The historical reason for this constraint: implementing arbitrary intent required users to learn precise vocabulary. There was no other way to communicate intent to a computer.


The AI inflection

Language models can interpret intent expressed in natural language without requiring the user to know feature names. This removes one of the historically binding constraints on malleability.

The implication: the design challenge shifts. Before AI, the problem was “how do we surface the feature?” After AI, the problem is “how do we understand what the user actually wants?” Understanding intent is now the hard problem; implementing intent is not.

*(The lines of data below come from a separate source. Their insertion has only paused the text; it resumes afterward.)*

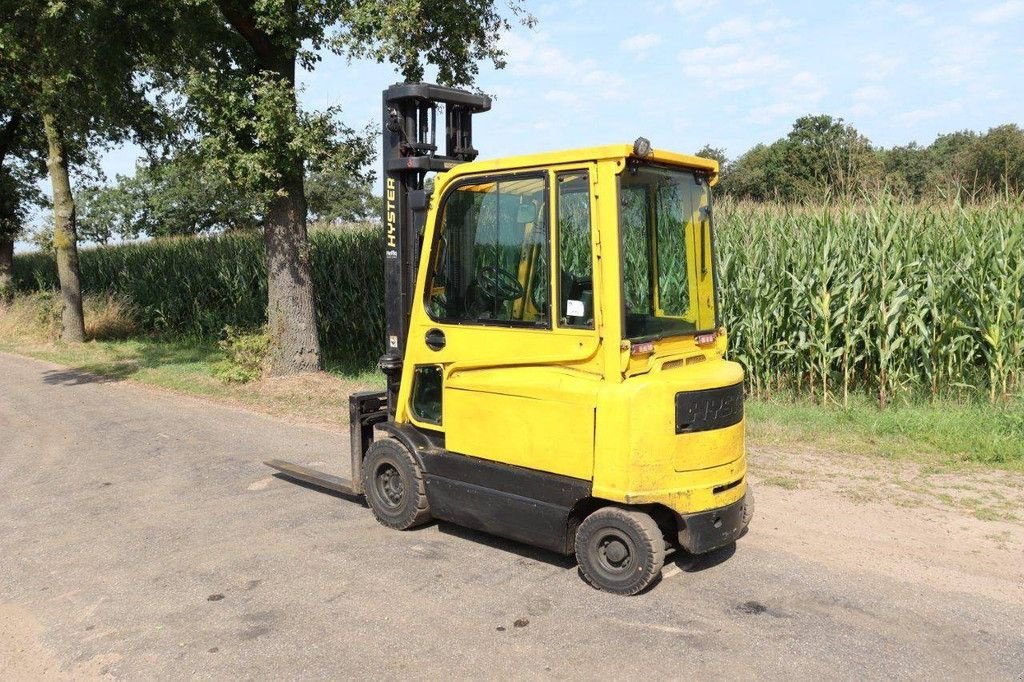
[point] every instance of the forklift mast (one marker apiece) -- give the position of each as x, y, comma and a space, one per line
411, 151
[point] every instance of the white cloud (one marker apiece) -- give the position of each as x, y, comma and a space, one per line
1004, 11
910, 10
693, 8
741, 28
961, 53
867, 99
916, 116
732, 67
880, 67
799, 95
640, 43
586, 84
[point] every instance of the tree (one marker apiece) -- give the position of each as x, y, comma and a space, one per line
19, 169
167, 197
995, 160
906, 169
829, 157
946, 171
79, 66
724, 167
341, 190
244, 100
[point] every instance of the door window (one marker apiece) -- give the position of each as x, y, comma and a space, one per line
576, 264
492, 261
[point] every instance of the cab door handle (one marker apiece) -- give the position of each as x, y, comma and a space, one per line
435, 339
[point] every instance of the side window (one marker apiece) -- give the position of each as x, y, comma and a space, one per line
427, 393
491, 263
576, 264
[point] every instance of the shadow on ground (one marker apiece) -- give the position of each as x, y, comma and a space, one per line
141, 356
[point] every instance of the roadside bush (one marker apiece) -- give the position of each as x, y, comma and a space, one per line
246, 354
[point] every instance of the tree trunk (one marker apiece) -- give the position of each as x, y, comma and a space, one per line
6, 266
65, 233
291, 309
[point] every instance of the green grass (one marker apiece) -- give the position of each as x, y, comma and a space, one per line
944, 433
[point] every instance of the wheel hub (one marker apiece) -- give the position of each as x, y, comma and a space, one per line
389, 486
614, 553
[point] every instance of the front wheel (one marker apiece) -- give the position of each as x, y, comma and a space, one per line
620, 550
748, 506
393, 483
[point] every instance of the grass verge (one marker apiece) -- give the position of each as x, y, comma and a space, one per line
947, 434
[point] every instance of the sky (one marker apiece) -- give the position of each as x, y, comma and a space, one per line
686, 73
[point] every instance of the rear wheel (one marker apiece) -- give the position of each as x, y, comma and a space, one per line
393, 483
620, 550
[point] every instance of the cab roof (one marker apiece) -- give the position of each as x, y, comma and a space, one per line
608, 152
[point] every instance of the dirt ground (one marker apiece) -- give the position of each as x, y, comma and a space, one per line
140, 536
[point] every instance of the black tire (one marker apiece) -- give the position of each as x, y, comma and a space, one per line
748, 505
620, 550
393, 485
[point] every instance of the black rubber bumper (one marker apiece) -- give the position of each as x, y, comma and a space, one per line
708, 530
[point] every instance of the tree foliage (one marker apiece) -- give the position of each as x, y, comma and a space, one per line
823, 157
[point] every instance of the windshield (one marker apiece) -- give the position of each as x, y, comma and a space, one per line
668, 278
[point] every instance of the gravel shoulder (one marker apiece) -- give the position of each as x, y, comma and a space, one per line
140, 536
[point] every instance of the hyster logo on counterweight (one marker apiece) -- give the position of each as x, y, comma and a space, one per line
391, 229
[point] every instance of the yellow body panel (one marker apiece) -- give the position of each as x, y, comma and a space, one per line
573, 401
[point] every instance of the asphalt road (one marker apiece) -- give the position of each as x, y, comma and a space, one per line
140, 537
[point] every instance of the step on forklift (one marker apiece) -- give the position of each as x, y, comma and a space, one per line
554, 349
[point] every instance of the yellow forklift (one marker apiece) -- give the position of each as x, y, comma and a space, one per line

Schoening’s claim is that this shift should change what software companies invest in. Instead of investing in taxonomy design (what are all the things the software can do?), the investment should go into intent inference (what does this user want to do?).


Relationship to agency

Schoening pairs malleable software with a claim about agency as the new scarce resource. If software is malleable — if it can respond to any intent the user expresses — then the constraint on value creation is not the tool but the user’s clarity of purpose. Do you know what you want? Do you act on it decisively?

The design implication: products should be designed to expand user agency, not just expose features. The question is not “what can users do with this?” but “what do users want to do, and are we removing every obstacle between wanting and doing?”


Relationship to Vibe Coding and AI-native development

Vibe Coding and malleable software describe the same shift from different vantage points. Vibe coding describes how developers interact with AI to build software; malleable software describes how end users interact with AI-enabled products. Both centre on the move from fixed vocabulary to natural-language intent.

Michael Truell on Cursor and the World After Code uses different language — “the world after code” — to describe an end state that is substantially the same: software logic that is directly comprehensible and editable without requiring the user to learn a formal language.